Le long-métrage bascule cependant lorsque le propos se fait maladroit, qui comme dans le récent Présidents d’Anne Fontaine semble choisir la facilité d’opposer les fameux « vrais gens » à une intelligencia parisienne déconnectée de la réalité. Même si la scène opposant deux faces d’une même pièce de classes opposées se fait pertinente, les intentions semblent trop lourdes et étouffent ainsi la moindre justesse. L’aridité du personnage, qui jusque dans ses pleurs ne semble proposer qu’une réponse « adéquate » à une situation qui la dépasse, laisse ainsi complètement de marbre, à l’image de la virtuosité d’un Bruno Dumont ici mué en architecte d’un théâtre du vide. France étouffe ainsi au lieu de mordre, et la télé comme les émotions, resteront perpétuellement éteints.
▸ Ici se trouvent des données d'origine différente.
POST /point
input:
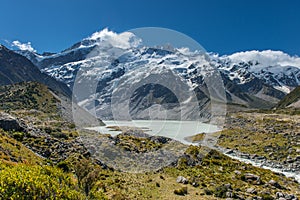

Ainsi, si France rebute tout d’abord de par sa puissance monolithique qui laisse d’abord de marbre pour décupler son propos bien après son visionnage, le long-métrage de Bruno Dumont se heurte malheureusement à la figure qu’il s’entendait secouer. Un regard aussi passionnant sur le papier qu’éreintant au visionnage vers les méandres du vide.